Doğum kontrol haplarını bıraktıktan sonra %0,7 ile %0,8 arasında hasta adet görmeyebilmektedir ki bu oran mormal populasyondaki adet görmeme oranına eşittir.
Düşük dozlu hapların güvenilirliği nedeniyle hap kullanan hastaları yılda bir kez kontrolden geçirmek yeterli olmaktadır. Başlangıçta iyi bir fizik muayene, kan basıncı ölçümü, idrar tahlili, meme muayenesi, karaciğer fonksiyon testleri, pelvik muayene ve PAP smear yapılması gereklidir. Risk faktörleri olan kadınlar 6 ayda bir görülmelidir. Yan etkiler yada şikayetler olduğunda doktora danışmalı, tartışmalı ve gerektiğinde ilacın yada yöntemin değiştirilmesine beraber karar vermek en uygun yoldur.
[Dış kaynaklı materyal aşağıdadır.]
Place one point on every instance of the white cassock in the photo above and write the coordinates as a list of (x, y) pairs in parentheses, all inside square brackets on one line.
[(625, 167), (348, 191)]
Klinik Problemler: Hap kullanan hastalarda özellikle ilk 3 ayda ara kanaması görülebilmektedir. İlk ayda %10-30, 3 ayda ise %1-10 arasında ara kanaması görülmektedir. Çoğunlukla 3 aydan sonra kendiliğinden kaybolmaktadır. Eğer gerekirse bu erken dönemdeki kanama bile uzman hekime başvurulduğunda uygun şekilde tedavi edilmektedir.
Hap kullananlarda adet görmeme %1'in altında görülmektedir. Uzun yıllar kullanımdan sonra bu oran %5'e çıkabilmektedir. Hasta bu durumdan rahatsız değilse gebelik ekarte edilmek şartıyla ilaca devam edilinebilir. Aksi taktirde başka bir hapa geçmek çoğunlukla sorunu çözmektedir.
Kilo alımı düşük dozlu ve yeni progestin içeren haplarda genellikle problem olmamaktadır. Bununla beraber diyet ve egzersiz miktarı göz önünde bulundurulmalıdır.
Düşük doz haplar yüzde sivilceye neden olmadıkları gibi özellikle akneli hastaların tedavisinde bu haplar önerilmektedir.
Karaciğer metabolizmasını etkileyen rifampin, phenobarbital, phenytoin, carbazemapin gibi ilaçlar ile birlikte alındığında doğum kontrol haplarının etkinliği azalmaktadır.
Migreni olan hastalarda düşük doz doğum kontrol hapları kullanılabilir. Bununla birlikte nörolojik bulguları olan migren hastalarında, doğum kontrol haplarının kullanılmaması uygundur.
Doğum kontrol hapları kan pıhtılaşması riski olan kalp hastalarında kullanılmamalıdır.
Son yıllarda sigara içmeyen sağlıklı herhangi bir risk faktörü olmayan 40 yaşın üzerindeki kadınlarda da düşük dozlu hapların kullanılması gündeme gelmiştir. Bu uygulama menapoza kadar olan geçici dönemde hem bu hastalarda doğum kontrolu sağlayacak hem bu dönemde sık görülen düzensiz kanamaların yerini düzenli adetler yer alacaktır. Hepsinden önemlisi bu yıllarda kullanılacak doğum kontrol hapı kemik yoğunluğunda artışa neden olacak ve ileride oluşacak osteoprozun engellenmesinde önemli bir adım atılmış olacaktır. Dolayısıyla 40 yaşın üstündeki sigara içmeyen sağlıklı kadınlarda günümüzün düşük dozlu güvenilir hapları bir alternatif olarak sunulmaktadır.